Trainspotters meaning
I am reading a book – Platform Souls ‘Trainspotter as 20th Century Hero” by Nicholas Whittaker
Whittaker was a train-spotter when growing up in the 1960s. He tells of his fascination in watching steam trains and also how the decline of the railways and steam, completely changed the view of train-spotters, from a young hip hobby – to be the butt of jokes, eventually immortalised in a film about heroin addicts.
A train-spotter is defined as:
“A person who collects train numbers as a hobby.”
In the 1950s and 1960s, train-spotting was a very popular hobby for British boys who would stand on platform edges to catch the huge range of steam engines that were working the British railway system.
Train-spotting was very much the ‘FIFA football’ (or ‘Call of Duty’) of the 1950s. It was cool, and thousands of young children would spend much of their spare time hoping to get glimpses of the steam trains, passing through. It was also a little risky, with the eager train-spotter, sometimes ‘bunking’ railway sheds to catch the numbers of engines in their sheds. Train-spotters were tolerated, if not encouraged by the train authorities.
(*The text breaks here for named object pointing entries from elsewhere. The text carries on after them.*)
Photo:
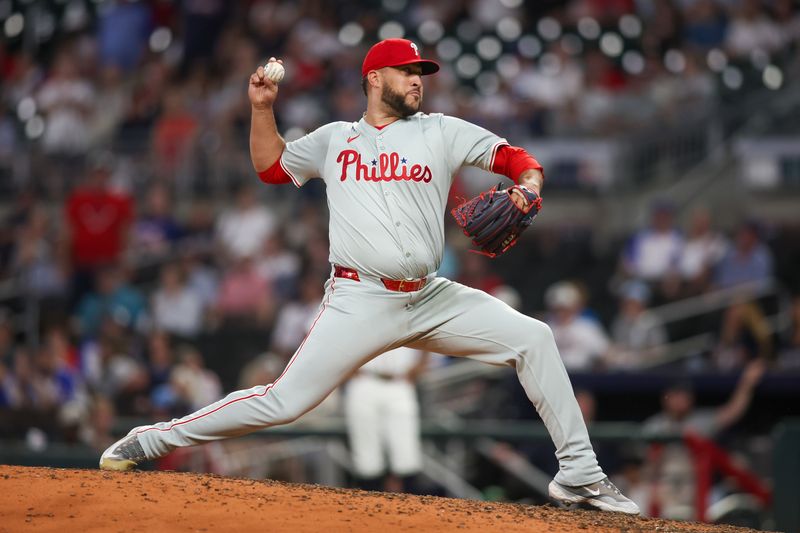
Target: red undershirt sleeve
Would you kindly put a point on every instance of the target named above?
(511, 161)
(275, 174)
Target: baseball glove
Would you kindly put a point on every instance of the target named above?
(495, 219)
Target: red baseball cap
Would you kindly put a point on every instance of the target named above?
(394, 53)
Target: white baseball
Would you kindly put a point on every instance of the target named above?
(274, 71)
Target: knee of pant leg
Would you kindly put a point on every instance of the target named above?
(541, 332)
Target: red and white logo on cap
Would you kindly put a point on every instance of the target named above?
(396, 53)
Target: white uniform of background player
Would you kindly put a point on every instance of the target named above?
(387, 178)
(382, 413)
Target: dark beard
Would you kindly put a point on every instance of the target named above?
(397, 103)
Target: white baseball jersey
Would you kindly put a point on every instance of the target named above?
(387, 191)
(387, 188)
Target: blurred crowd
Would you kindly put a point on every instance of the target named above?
(138, 282)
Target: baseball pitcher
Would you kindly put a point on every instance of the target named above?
(387, 177)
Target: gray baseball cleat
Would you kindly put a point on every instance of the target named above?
(124, 454)
(602, 494)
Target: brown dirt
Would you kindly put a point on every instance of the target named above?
(60, 500)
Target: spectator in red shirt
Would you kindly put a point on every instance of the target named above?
(98, 219)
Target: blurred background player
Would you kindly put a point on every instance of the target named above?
(383, 421)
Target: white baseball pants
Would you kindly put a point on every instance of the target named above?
(359, 320)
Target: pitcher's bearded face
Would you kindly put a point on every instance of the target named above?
(402, 90)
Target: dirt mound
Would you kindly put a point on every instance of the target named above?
(48, 499)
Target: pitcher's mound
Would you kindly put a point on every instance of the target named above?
(48, 499)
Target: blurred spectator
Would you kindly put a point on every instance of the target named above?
(745, 335)
(201, 278)
(675, 486)
(581, 341)
(382, 415)
(156, 231)
(97, 429)
(97, 224)
(66, 99)
(111, 106)
(244, 297)
(173, 134)
(242, 229)
(194, 385)
(176, 308)
(123, 31)
(751, 30)
(787, 17)
(789, 356)
(31, 401)
(265, 368)
(114, 299)
(749, 260)
(38, 266)
(704, 248)
(111, 371)
(638, 335)
(57, 365)
(705, 24)
(203, 21)
(160, 363)
(632, 479)
(7, 340)
(278, 265)
(13, 222)
(295, 318)
(652, 253)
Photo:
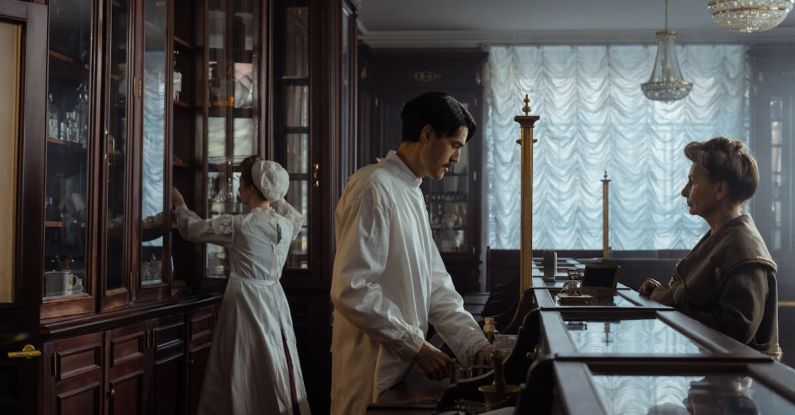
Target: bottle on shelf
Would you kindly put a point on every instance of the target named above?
(489, 329)
(52, 117)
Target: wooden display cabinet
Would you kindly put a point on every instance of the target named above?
(312, 123)
(120, 101)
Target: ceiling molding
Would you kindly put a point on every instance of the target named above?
(480, 38)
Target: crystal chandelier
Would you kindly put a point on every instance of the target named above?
(666, 82)
(749, 15)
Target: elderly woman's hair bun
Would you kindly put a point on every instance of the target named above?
(727, 160)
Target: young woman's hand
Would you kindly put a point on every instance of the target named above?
(178, 200)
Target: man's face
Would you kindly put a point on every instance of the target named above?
(442, 152)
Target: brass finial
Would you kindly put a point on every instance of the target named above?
(526, 108)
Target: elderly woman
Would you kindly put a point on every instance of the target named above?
(253, 366)
(728, 280)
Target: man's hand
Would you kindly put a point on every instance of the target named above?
(433, 362)
(648, 286)
(662, 295)
(485, 354)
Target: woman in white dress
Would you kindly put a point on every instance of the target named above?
(253, 366)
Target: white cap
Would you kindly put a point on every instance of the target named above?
(271, 179)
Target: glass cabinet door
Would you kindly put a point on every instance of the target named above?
(233, 38)
(68, 125)
(116, 147)
(449, 205)
(291, 121)
(781, 211)
(154, 261)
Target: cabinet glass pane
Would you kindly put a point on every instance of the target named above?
(11, 49)
(68, 121)
(298, 196)
(781, 133)
(231, 127)
(116, 147)
(292, 145)
(345, 99)
(153, 169)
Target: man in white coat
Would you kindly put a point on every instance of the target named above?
(389, 281)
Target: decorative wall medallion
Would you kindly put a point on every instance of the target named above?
(427, 76)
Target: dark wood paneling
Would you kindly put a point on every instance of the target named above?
(128, 367)
(83, 401)
(74, 373)
(168, 372)
(200, 334)
(126, 394)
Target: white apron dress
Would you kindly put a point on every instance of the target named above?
(389, 283)
(247, 372)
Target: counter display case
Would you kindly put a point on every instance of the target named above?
(638, 334)
(719, 388)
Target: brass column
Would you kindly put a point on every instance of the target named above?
(605, 218)
(526, 141)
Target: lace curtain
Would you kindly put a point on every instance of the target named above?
(594, 117)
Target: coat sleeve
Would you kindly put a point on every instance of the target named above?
(447, 315)
(359, 268)
(219, 231)
(740, 306)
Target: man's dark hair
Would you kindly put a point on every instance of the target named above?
(439, 110)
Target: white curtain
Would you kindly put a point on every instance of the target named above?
(594, 117)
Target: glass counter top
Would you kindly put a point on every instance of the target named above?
(637, 336)
(710, 394)
(615, 301)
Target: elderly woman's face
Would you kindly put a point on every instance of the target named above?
(700, 192)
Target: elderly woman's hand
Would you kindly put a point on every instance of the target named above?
(648, 286)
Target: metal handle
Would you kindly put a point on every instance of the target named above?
(27, 352)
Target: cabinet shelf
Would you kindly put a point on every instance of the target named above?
(182, 104)
(66, 144)
(295, 80)
(62, 57)
(151, 26)
(58, 224)
(296, 130)
(182, 43)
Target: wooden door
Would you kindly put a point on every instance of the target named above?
(200, 337)
(73, 371)
(128, 365)
(23, 47)
(167, 392)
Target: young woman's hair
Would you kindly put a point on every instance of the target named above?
(245, 174)
(727, 160)
(439, 110)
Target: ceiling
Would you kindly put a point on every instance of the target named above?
(468, 23)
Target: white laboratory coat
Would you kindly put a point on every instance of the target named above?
(247, 369)
(389, 283)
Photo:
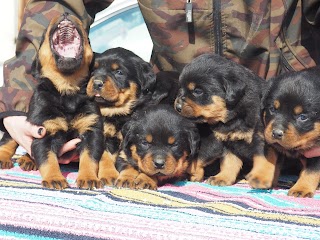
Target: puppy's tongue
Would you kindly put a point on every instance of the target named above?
(66, 40)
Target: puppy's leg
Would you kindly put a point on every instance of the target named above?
(230, 167)
(127, 177)
(7, 149)
(88, 171)
(143, 181)
(264, 168)
(26, 163)
(107, 170)
(309, 179)
(196, 170)
(49, 168)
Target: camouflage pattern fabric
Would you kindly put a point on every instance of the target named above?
(268, 37)
(18, 81)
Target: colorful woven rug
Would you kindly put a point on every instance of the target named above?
(184, 210)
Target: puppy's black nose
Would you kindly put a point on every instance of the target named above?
(97, 84)
(159, 162)
(178, 107)
(277, 134)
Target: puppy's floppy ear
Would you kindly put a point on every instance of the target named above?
(194, 141)
(234, 90)
(146, 77)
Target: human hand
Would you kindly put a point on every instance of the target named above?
(23, 132)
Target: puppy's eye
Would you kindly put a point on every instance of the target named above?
(302, 117)
(197, 92)
(119, 72)
(272, 110)
(145, 143)
(173, 145)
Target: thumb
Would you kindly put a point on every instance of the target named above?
(37, 132)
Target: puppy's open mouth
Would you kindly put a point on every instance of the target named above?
(103, 102)
(66, 40)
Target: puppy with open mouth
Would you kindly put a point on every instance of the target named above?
(60, 104)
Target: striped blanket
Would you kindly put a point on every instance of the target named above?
(184, 210)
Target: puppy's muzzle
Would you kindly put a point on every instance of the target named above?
(178, 104)
(159, 162)
(97, 84)
(277, 134)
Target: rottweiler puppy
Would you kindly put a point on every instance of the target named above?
(60, 104)
(158, 147)
(291, 114)
(121, 83)
(224, 98)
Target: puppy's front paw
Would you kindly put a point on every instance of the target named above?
(109, 177)
(301, 191)
(220, 180)
(26, 163)
(6, 164)
(58, 183)
(88, 182)
(260, 180)
(125, 181)
(145, 182)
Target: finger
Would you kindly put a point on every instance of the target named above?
(69, 146)
(315, 152)
(37, 132)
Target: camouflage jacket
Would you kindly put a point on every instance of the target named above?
(18, 81)
(268, 37)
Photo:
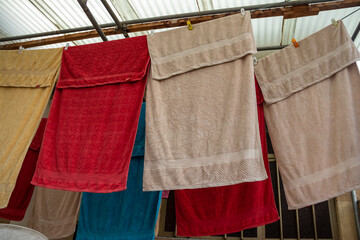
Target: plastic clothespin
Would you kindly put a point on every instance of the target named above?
(20, 49)
(242, 11)
(334, 22)
(189, 24)
(254, 60)
(295, 42)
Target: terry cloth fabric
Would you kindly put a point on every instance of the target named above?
(201, 118)
(93, 117)
(222, 210)
(22, 193)
(313, 115)
(125, 215)
(26, 83)
(165, 194)
(54, 212)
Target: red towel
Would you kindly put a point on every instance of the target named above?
(93, 117)
(221, 210)
(22, 193)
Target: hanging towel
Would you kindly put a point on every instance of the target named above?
(222, 210)
(93, 118)
(26, 82)
(125, 215)
(54, 212)
(22, 193)
(201, 119)
(313, 114)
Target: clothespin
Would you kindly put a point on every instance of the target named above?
(254, 60)
(189, 24)
(295, 42)
(334, 22)
(242, 10)
(20, 49)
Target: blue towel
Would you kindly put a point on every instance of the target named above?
(125, 215)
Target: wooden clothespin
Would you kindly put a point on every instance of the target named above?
(334, 22)
(295, 42)
(189, 25)
(20, 49)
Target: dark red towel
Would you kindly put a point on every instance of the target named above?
(22, 193)
(221, 210)
(93, 117)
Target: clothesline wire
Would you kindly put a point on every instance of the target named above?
(350, 14)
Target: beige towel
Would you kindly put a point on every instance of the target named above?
(313, 115)
(201, 117)
(26, 82)
(54, 212)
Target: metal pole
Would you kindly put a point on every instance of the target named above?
(169, 17)
(119, 25)
(356, 212)
(356, 32)
(92, 19)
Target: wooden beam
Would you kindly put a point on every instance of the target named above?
(286, 12)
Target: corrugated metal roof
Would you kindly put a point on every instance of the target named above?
(33, 16)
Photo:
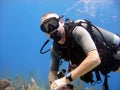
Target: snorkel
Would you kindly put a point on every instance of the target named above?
(49, 25)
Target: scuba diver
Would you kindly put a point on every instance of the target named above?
(85, 46)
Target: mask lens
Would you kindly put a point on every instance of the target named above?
(50, 25)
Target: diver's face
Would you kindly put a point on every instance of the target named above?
(53, 27)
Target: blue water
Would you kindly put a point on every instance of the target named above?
(21, 38)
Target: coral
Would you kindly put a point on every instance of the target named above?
(10, 88)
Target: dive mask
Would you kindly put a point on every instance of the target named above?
(50, 24)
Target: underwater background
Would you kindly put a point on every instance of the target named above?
(21, 38)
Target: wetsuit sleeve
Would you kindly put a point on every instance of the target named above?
(84, 39)
(54, 62)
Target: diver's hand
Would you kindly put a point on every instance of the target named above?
(60, 83)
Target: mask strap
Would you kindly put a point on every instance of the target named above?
(41, 50)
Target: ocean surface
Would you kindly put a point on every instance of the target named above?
(21, 37)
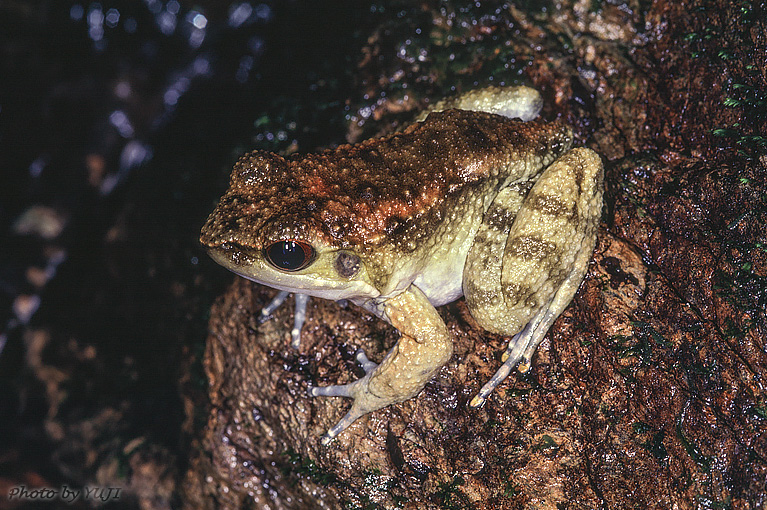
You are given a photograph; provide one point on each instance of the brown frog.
(466, 201)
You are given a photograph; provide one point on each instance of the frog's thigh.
(532, 278)
(425, 346)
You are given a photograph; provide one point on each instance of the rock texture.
(649, 391)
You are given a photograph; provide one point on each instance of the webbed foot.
(355, 390)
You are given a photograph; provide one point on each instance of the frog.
(477, 198)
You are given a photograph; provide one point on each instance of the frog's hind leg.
(424, 347)
(526, 274)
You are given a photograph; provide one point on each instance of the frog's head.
(266, 229)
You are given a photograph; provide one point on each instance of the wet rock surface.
(647, 393)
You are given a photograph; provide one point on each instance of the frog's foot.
(299, 318)
(519, 351)
(358, 390)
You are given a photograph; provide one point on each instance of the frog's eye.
(289, 255)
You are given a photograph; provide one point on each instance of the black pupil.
(287, 255)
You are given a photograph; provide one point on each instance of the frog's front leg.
(521, 275)
(299, 316)
(425, 346)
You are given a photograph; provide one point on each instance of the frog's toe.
(358, 390)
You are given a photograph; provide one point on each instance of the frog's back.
(378, 189)
(392, 190)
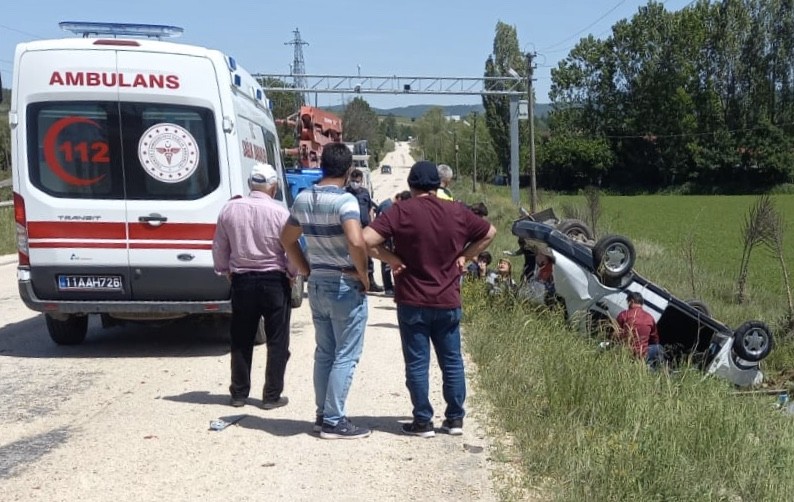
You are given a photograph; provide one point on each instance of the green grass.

However by the early 1970s steam trains had disappeared from British railways, to be replaced by more modern, less charismatic, air-conditioned, safety-conscious mass produced trains. The decline of the romance of the railways also changed the view of train-spotters. Trainspotter jokes soon became a staple of society. This once popular hobby, has come to mean something very different. In fact ‘train-spotter’, now almost universally creates a derogatory image of a lone, anoraked, socially deficient loser, who hasn’t anything better to do.